Public performance laws caught up with Dogg and Strummer in Holland. Dogg explains: ”We got to Amsterdam to play some good paying gigs. I suggested we busk down the street and get a bit of money so we could go to a restaurant. Police came and were in plainclothes and said, ‘You’re under arrest,’ and they took the instruments. So we had no instruments for the gig. Joe went off and came back with a violin. It was some person’s family heirloom — it was it was some old precious violin that some kid sneaked out of his mother’s house.”
At some point, the Strummer/Dogg duo went their separate ways. “I was ready to do my own show,” Dogg says, “So there I was in Green Park, and he walked away. That’s when he started his career. But really, it was great to work with a partner like him. Because he was optimistic.
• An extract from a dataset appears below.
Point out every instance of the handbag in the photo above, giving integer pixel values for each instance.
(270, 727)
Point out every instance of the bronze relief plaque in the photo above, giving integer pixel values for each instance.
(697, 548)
He made the best of everything.”
Strummer, of course, went on to form The Clash with Mick Jones, Paul Simonon and Topper Heddon. And Dogg pursued his own career. In addition to releasing eight solo albums between 1976 and 2025, Dogg has played on and/or produced albums by Ian Hunter, Ellen Foley, Poison Girls, El Doghouse and Susannah Austin, as well as The Clash and Strummer’s post-Clash band, The Mescaleros.
The parting of Strummer and Dogg augured the end of Dogg’s tenure as street singer. “I didn’t busk after that, really” he says. But he credits his outdoor performances for helping him learn to project his singing. “We just had to be loud, as we were drowned out, whether it was by traffic or something. We were in train stations quite a lot. If we were inside the Tube, we had a nice echo. So that would help particularly with an instrument like violin, which had a lot of sound to it.”
Dogg hasn’t ruled out a return to the streets in the future, regarding it as something he can always turn to when he wants to refine new songs and new sounds. “I was thinking to do some busking again, actually. Maybe I’ll even work with somebody who plays classical,” he says. “It’s a great thing when maybe you haven’t got any work or you’re not getting any shows in clubs. It’s a really great way to just keep on going. You can be making money while you’re actually rehearsing. But mainly you’re just playing and you’re having a good time. If you’re not doing that, it’s hard work.”